Run Hadoop commands in a notebook to perform operations related to OSS or OSS-HDFS - E-MapReduce

When you use a notebook in Alibaba Cloud E-MapReduce (EMR) Serverless Spark, you can run Hadoop commands to access Object Storage Service (OSS) or OSS-HDFS. This topic describes how to run Hadoop commands in an EMR Serverless Spark notebook to perform OSS- or OSS-HDFS-related operations.

Prerequisites

EMR Serverless Spark:
- A notebook session is created. In this example, a notebook whose engine version is esr-4.1.1 is used. For more information, see Manage notebook sessions.
- A notebook is developed. For more information, see Develop a notebook.
OSS:
- OSS is activated and a bucket is created. For more information, see Activate OSS and Create a bucket.
- OSS-HDFS is activated. For more information, see Enable OSS-HDFS.
Permission configuration:
Required permissions are configured to access OSS or OSS-HDFS resources across accounts. For more information, see How do I implement cross-account access to OSS resources?
Note
In this example, the read and write permissions on OSS are configured in the OSS console. You can configure the permissions based on your business requirements.

Limits

The operations described in this topic are supported only in the following engine versions:

esr-4.x: esr-4.1.1 or later.
esr-3.x: esr-3.1.1 or later.
esr-2.x: esr-2.5.1 or later.

Supported operations

Here are some of the operations you can perform in a notebook with the engine version esr-4.1.1:

ls: lists the files and directories in a specific OSS or OSS-HDFS path.
mv: moves files or directories.
cp: copies files or directories.
stat: obtains the metadata of a specific file or directory.
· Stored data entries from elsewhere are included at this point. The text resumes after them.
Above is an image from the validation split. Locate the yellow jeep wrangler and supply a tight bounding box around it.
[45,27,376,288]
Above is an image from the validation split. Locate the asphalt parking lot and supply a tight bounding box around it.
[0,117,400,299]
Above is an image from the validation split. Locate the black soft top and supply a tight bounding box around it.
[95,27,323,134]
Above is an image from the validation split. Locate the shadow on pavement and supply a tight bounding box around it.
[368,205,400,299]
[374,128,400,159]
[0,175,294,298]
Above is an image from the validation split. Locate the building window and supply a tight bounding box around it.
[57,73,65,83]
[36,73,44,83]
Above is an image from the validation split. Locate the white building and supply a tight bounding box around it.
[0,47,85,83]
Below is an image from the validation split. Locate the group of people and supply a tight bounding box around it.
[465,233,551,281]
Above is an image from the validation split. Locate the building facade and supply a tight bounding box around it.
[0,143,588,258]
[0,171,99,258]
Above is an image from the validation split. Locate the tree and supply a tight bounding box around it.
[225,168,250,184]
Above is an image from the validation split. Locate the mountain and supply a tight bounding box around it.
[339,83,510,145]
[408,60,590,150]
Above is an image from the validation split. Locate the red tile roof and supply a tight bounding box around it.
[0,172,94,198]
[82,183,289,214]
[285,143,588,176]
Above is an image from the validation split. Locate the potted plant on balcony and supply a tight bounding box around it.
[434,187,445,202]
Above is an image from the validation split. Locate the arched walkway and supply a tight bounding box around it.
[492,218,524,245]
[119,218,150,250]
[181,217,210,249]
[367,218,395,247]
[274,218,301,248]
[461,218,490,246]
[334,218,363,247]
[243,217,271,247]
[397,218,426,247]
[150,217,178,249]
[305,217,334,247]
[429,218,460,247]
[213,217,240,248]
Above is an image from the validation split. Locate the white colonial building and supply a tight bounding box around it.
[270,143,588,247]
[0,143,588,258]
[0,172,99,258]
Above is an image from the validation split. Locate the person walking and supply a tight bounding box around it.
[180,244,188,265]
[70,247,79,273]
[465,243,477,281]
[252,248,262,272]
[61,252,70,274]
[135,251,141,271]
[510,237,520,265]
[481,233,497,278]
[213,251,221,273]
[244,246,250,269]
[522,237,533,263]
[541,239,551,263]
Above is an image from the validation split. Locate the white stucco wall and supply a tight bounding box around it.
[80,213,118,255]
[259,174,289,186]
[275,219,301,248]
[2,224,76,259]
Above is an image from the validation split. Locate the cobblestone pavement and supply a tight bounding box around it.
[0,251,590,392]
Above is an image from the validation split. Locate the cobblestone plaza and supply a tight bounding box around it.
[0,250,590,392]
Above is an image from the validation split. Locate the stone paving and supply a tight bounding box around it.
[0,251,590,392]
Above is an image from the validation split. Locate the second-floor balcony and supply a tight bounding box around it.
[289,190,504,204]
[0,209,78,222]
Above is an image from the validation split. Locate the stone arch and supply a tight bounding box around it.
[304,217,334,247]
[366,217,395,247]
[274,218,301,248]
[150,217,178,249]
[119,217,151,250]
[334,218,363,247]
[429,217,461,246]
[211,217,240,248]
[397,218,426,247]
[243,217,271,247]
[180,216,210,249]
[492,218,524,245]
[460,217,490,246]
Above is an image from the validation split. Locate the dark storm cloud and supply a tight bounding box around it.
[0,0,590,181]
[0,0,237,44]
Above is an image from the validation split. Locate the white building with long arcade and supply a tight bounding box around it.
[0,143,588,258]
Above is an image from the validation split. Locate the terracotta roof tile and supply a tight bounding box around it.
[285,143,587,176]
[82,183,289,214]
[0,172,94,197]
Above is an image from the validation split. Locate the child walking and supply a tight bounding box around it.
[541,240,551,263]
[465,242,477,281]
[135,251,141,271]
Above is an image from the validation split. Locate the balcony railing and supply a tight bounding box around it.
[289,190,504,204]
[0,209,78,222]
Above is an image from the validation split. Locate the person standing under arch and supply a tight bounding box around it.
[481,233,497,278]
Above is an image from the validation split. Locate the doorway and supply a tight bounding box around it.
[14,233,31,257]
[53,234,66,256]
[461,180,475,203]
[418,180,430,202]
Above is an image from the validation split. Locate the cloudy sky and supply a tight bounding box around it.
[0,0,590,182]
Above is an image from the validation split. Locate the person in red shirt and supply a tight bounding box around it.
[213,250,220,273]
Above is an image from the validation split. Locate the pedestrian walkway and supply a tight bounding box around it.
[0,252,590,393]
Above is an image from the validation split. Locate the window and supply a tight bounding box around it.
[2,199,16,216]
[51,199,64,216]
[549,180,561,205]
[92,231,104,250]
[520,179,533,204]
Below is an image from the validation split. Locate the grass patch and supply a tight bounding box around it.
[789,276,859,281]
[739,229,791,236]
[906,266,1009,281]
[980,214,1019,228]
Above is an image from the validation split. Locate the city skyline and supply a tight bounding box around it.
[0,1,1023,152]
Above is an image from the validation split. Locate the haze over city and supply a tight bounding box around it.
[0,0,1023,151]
You can run the !hadoop fs -help command to view the help information.

Note

Currently, all FS commands supported by Jindo CLI can be used in Notebook. For detailed commands, examples, and applicable scenarios, see Jindo CLI user guide. When using the examples in Notebook, replace jindo with !hadoop.

Access path formats

This section describes the access path format of OSS or OSS-HDFS:

OSS: oss://<bucketName>/<object-path>
OSS-HDFS: oss://<bucketName>.<region>.oss-dls.aliyuncs.com/<object-path>

Parameters in the paths:

<bucketName>: the name of the OSS bucket. Example: my-bucket.
region: the ID of the region in which the OSS bucket resides. Example: cn-hangzhou.
<object-path>: the path of the object in an OSS bucket. Example: spark/file.txt or logs/.

Command usage

When you develop a notebook, run the !hadoop fs command to perform the following operations:

List the files and directories in a specific path (ls)

Run the following command to list the files and directories in a specific path:

!hadoop fs -ls oss://<bucketName>/<object-path>

Example 1: List the files and directories in the spark path.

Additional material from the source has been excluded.